Genetics, pathogenesis and clinical interventions in type 1 diabetes

Abstract

Type 1 diabetes is an autoimmune disorder afflicting millions of people worldwide. Once diagnosed, patients require lifelong insulin treatment and can experience numerous disease-associated complications. The last decade has seen tremendous advances in elucidating the causes and treatment of the disease based on extensive research both in rodent models of spontaneous diabetes and in humans. Integrating these advances has led to the recognition that the balance between regulatory and effector T cells determines disease risk, timing of disease activation, and disease tempo. Here we describe current progress, the challenges ahead and the new interventions that are being tested to address the unmet need for preventative or curative therapies.

Figures

Figure 1. Markers of diabetes

a, Typical child followed from birth until development of diabetes in the DAISY (Diabetes Auto Immunity Study in the Young; http://www.uchsc.edu/misc/diabetes/Teddy/DAISY/DAISY_home.htm) study (M. Rewers, unpublished work), expressing multiple autoantibodies (GAD, the islet cell antibody ICA512 and low-level insulin autoantibodies). b, Islet invasion by lymphocytes of NOD mice is asynchronous during progression to diabetes, often with a mixture of normal islets, peri-insulitis, intra-islet insulitis, and complete β-cell destruction. c, Pathology of the pancreas in a long-term type 1 diabetic (the nPOD program, pancreas 6028, see http://www.jdrfnpod.org/). The section shows lobular areas in which all β-cells (insulin-producing) in all islets have been destroyed (pseudoatrophic islets in which only glucagon, somatostatin, and pancreatic polypeptide cells are present) juxtaposed with regions in which all islets contain insulin-containing β-cells.

Figure 2. Immunologic history of type 1 diabetes

An as-yet-undefined immunologic insult occurs in an individual with genetic predisposition and initiates a chronic low-grade immunologic process (priming). The initiating events involve infiltration of innate immune cells (such as monocytes and natural killer cells with autoreactive B cells) (orange ovals) into the pancreatic islets. The principal site of antigen presentation is thought to be the pancreatic lymph node where islet antigens are presented by antigen-presenting cells (white ovals) to T cells (brown dots). Blue ovals are antigen-presenting cells loaded with islet antigens. B cells (green dots) and dendritic cells may be among the early antigen-presenting cells. The cellular infiltration of islets ensues but the insulitis is uneven. Islets with infiltration may be situated near to islets without cells. The process specifically targets insulin-producing β-cells (light blue circles), while other endocrine cells (red circles) within the islet are spared.

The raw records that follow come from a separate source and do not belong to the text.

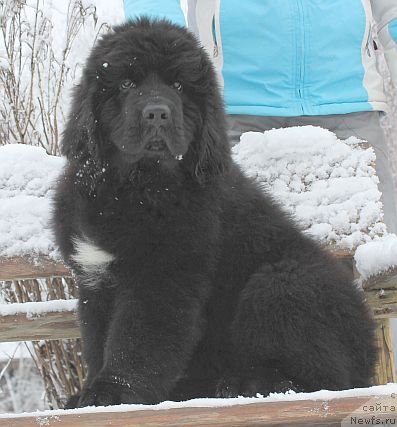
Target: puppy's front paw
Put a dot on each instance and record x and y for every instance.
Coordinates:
(115, 390)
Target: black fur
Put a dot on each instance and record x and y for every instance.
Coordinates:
(212, 291)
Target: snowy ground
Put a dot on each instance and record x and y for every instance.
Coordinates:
(329, 187)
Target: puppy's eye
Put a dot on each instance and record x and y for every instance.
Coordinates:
(127, 84)
(177, 85)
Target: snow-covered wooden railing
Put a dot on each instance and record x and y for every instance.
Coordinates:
(372, 406)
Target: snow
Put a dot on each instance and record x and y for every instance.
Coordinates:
(27, 178)
(36, 309)
(323, 395)
(329, 186)
(376, 256)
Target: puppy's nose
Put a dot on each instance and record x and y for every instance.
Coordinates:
(156, 114)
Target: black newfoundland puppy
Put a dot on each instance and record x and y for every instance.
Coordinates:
(192, 281)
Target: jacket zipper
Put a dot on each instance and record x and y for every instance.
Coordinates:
(300, 53)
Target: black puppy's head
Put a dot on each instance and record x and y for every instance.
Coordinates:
(149, 94)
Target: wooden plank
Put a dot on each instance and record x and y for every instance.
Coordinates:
(386, 280)
(292, 413)
(385, 371)
(41, 266)
(49, 326)
(19, 268)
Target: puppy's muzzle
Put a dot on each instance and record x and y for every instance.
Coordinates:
(156, 115)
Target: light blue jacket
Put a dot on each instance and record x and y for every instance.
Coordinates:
(285, 57)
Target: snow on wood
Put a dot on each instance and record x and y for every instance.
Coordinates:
(329, 186)
(379, 255)
(22, 268)
(35, 309)
(33, 321)
(309, 409)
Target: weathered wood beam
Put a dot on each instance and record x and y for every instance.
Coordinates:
(20, 268)
(292, 413)
(30, 321)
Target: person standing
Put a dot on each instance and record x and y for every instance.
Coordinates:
(296, 63)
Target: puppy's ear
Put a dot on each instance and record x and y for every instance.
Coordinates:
(78, 136)
(214, 151)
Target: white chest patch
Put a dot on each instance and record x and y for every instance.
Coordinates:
(92, 259)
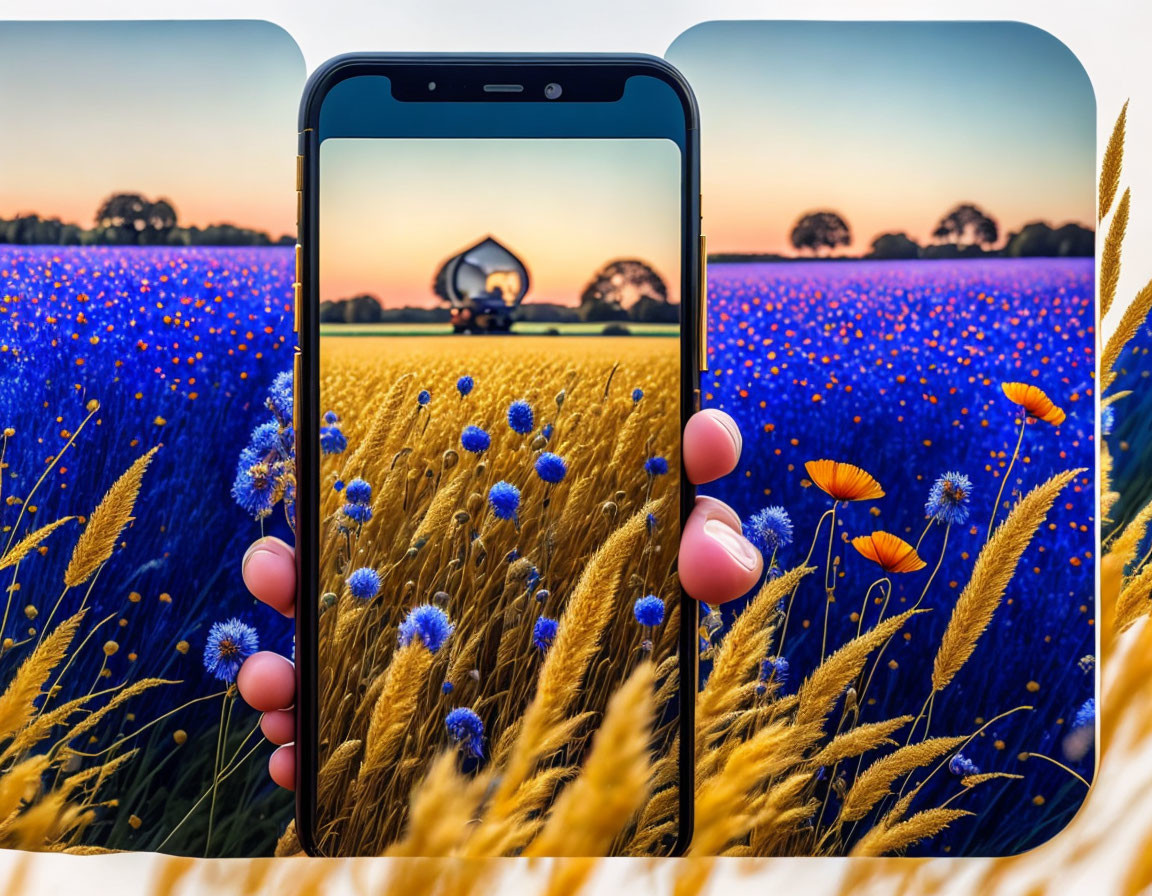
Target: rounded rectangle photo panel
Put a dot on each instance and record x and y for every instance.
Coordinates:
(902, 320)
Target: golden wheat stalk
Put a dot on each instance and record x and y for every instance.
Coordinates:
(114, 511)
(874, 782)
(590, 609)
(823, 688)
(1109, 256)
(724, 800)
(593, 810)
(118, 700)
(29, 543)
(17, 703)
(444, 805)
(1126, 545)
(993, 570)
(1135, 598)
(859, 739)
(740, 654)
(395, 706)
(1112, 162)
(1127, 328)
(881, 840)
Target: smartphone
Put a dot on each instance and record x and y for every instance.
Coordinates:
(498, 309)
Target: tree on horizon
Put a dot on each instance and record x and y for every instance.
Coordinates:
(967, 225)
(817, 230)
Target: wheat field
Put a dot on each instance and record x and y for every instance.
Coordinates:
(508, 597)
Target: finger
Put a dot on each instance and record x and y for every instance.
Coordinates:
(279, 726)
(282, 767)
(268, 570)
(267, 682)
(717, 562)
(712, 446)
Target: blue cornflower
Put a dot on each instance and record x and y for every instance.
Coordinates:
(520, 416)
(358, 492)
(948, 499)
(649, 610)
(475, 440)
(332, 440)
(279, 400)
(505, 500)
(551, 468)
(357, 513)
(774, 666)
(227, 646)
(266, 438)
(254, 488)
(429, 624)
(465, 728)
(364, 583)
(770, 529)
(1085, 716)
(544, 632)
(656, 465)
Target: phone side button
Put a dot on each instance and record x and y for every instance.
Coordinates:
(703, 324)
(297, 389)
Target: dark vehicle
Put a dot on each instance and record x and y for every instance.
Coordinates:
(484, 285)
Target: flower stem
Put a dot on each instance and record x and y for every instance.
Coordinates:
(1003, 481)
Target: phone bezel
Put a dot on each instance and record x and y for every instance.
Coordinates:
(584, 80)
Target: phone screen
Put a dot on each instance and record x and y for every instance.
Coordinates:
(499, 475)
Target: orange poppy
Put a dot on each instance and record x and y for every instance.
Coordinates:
(891, 552)
(1033, 401)
(843, 481)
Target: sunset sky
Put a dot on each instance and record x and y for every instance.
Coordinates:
(202, 113)
(888, 123)
(393, 210)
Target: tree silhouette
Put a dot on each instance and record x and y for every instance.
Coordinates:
(894, 245)
(618, 286)
(130, 218)
(967, 225)
(818, 230)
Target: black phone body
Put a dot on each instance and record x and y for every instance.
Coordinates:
(461, 442)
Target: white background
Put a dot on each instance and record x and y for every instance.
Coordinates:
(1111, 38)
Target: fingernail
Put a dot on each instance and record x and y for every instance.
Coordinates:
(737, 547)
(256, 547)
(730, 427)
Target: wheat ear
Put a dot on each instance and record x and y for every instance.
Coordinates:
(1112, 162)
(881, 840)
(613, 784)
(29, 543)
(823, 688)
(740, 654)
(17, 703)
(874, 782)
(114, 511)
(993, 570)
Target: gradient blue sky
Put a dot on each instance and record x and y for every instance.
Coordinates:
(392, 211)
(888, 123)
(203, 113)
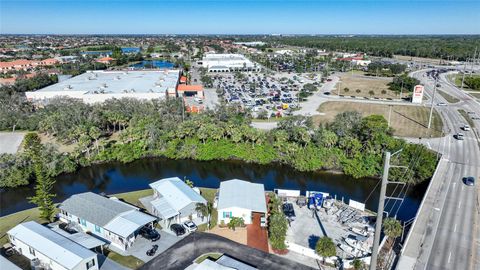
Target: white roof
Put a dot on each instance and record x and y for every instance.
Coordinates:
(127, 223)
(164, 210)
(51, 244)
(177, 193)
(81, 238)
(242, 194)
(211, 265)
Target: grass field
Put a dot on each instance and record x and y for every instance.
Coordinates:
(417, 59)
(449, 98)
(475, 95)
(10, 221)
(407, 121)
(467, 118)
(209, 195)
(365, 84)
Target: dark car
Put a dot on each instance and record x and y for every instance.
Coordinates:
(152, 251)
(150, 234)
(469, 181)
(288, 211)
(177, 229)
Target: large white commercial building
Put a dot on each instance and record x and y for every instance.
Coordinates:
(228, 63)
(98, 86)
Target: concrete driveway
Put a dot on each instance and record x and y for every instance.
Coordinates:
(182, 254)
(141, 245)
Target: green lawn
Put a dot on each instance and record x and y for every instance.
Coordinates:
(205, 256)
(132, 197)
(128, 261)
(449, 98)
(209, 195)
(467, 118)
(10, 221)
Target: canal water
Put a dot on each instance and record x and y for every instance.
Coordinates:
(118, 177)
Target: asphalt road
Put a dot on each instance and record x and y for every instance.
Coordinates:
(184, 252)
(446, 232)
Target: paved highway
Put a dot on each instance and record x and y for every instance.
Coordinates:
(446, 232)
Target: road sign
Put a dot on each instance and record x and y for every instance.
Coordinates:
(417, 96)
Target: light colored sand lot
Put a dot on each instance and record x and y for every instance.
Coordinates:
(357, 81)
(10, 142)
(407, 121)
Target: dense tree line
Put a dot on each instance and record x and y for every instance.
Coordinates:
(446, 47)
(351, 144)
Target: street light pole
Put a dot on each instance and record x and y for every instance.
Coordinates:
(431, 106)
(381, 204)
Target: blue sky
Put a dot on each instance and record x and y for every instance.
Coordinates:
(239, 17)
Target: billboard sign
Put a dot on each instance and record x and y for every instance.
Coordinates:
(417, 96)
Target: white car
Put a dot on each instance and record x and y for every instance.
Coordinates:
(190, 226)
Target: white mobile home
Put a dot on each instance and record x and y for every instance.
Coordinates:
(114, 221)
(174, 201)
(239, 198)
(49, 249)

In the lymph nodes, the cycle of antigen presentation, activation of adaptive immune cells, licensing of effector T cells and epitope spreading continues with the loss of β-cells over time. There is evidence for a regenerative attempt of β-cells in the midst of the islet inflammation (dark blue circles). Tertiary lymphoid organs are thought to develop within the islets, which may lead to amplification of the adaptive immune response. Regulatory T cells (yellow dots) may arrest this process in its early and late stages but are not able to contain the amplified process in the late stages despite an increase in their numbers. With continued loss of β-cells, hyperglycaemia can be detected. The loss of metabolic function at presentation may be both functional and anatomic, because immune therapies can restore cells that have lost the capacity to produce insulin but have not been destroyed. Without intervention, however, β-cell loss continues.

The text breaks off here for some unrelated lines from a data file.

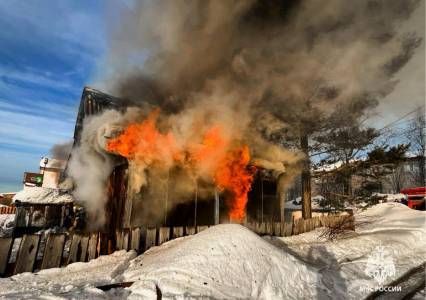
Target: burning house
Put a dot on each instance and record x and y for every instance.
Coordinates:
(173, 197)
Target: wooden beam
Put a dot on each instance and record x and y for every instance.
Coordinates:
(52, 255)
(92, 248)
(5, 248)
(27, 253)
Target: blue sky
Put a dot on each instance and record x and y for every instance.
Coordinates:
(48, 51)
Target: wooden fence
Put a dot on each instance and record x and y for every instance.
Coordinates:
(33, 252)
(7, 210)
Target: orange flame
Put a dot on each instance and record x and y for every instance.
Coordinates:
(143, 142)
(234, 176)
(226, 165)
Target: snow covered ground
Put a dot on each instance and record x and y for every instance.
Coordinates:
(7, 222)
(229, 261)
(41, 195)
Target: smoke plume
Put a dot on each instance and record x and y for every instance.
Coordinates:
(254, 68)
(62, 150)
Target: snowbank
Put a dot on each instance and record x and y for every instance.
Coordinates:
(75, 281)
(222, 262)
(41, 195)
(6, 224)
(342, 263)
(229, 261)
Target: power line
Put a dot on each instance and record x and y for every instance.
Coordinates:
(400, 118)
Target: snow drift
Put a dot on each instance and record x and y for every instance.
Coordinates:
(229, 261)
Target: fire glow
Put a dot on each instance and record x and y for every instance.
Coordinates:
(226, 164)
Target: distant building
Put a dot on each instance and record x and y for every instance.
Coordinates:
(51, 169)
(392, 180)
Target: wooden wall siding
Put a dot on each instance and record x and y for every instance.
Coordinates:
(163, 235)
(62, 249)
(53, 251)
(9, 210)
(177, 232)
(27, 253)
(190, 230)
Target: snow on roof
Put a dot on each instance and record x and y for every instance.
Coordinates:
(52, 163)
(41, 195)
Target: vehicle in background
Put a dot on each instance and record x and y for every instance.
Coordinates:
(415, 197)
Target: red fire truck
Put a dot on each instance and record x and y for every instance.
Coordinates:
(415, 197)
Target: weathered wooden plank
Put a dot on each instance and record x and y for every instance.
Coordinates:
(27, 253)
(78, 248)
(118, 239)
(92, 248)
(277, 229)
(163, 235)
(150, 238)
(103, 243)
(52, 255)
(201, 228)
(135, 239)
(177, 232)
(189, 230)
(5, 248)
(287, 229)
(84, 246)
(126, 239)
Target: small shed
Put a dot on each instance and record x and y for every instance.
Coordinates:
(40, 208)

Figure 3. Immune system balance is key to disease pathogenesis

This schematic illustrates the fine balance of immune regulation versus pathogenesis, highlighting a number of genes that are likely to influence the balance through effects on central and peripheral tolerance and the environmental factors that control immunity. The key cell types that affect the balance locally during immune responses are listed (with the regulatory cytokines and proteins given in parentheses). iNOS, inducible nitric oxide synthase. IDO, indoleamine-2,3 dioxygenase.

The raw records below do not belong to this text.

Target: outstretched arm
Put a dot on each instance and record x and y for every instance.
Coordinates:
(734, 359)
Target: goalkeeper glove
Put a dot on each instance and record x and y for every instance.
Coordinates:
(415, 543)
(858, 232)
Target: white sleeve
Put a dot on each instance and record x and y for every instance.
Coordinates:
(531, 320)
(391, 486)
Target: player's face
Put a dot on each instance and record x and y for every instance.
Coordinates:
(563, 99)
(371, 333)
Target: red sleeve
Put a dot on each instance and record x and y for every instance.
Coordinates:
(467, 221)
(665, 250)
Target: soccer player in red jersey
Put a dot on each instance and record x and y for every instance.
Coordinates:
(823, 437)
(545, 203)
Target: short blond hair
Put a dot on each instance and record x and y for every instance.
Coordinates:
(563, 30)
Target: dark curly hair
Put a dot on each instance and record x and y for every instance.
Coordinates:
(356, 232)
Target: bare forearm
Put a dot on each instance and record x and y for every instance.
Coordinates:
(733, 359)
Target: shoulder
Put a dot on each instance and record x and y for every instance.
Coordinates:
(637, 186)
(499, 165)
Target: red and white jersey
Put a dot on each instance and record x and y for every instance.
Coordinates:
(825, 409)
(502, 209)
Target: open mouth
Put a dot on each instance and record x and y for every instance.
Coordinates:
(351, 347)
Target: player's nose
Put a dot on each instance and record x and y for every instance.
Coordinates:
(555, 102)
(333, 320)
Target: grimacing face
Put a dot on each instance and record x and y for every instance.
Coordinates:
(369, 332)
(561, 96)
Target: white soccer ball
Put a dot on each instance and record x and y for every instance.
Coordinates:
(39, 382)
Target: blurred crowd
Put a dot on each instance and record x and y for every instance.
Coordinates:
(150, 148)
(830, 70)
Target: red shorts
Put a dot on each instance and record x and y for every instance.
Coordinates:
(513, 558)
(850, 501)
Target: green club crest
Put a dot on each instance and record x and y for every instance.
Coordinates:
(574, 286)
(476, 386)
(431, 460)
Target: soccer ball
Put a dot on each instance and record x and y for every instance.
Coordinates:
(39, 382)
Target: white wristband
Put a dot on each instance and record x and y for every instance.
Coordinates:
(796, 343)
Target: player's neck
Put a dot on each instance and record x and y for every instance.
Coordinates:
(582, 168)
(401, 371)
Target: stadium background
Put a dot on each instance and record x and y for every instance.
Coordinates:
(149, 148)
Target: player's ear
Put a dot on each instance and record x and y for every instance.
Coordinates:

Figure 4. Targets of immune intervention in type 1 diabetes

This schematic provides an overview of the pathogenesis of type 1 diabetes, highlighting a number of key pathways that are being targeted by current therapeutics. Although not exhaustive (see Supplementary Table 1), this figure shows that both non-specific and antigen-specific therapies are being tested, which inhibit effector cells and antigen presentation as well as boost regulatory pathways. Purple and green dotted arrows indicate the therapeutics, black arrows are immune and metabolic pathways; a green dotted arrow indicates a positive effect and a purple dotted arrow indicates a negative effect. In addition, these immunotherapies are being combined with drugs that promote β-cell survival to potentially replenish insulin-producing β-cells. The figure has been redrawn after ref. , with permission.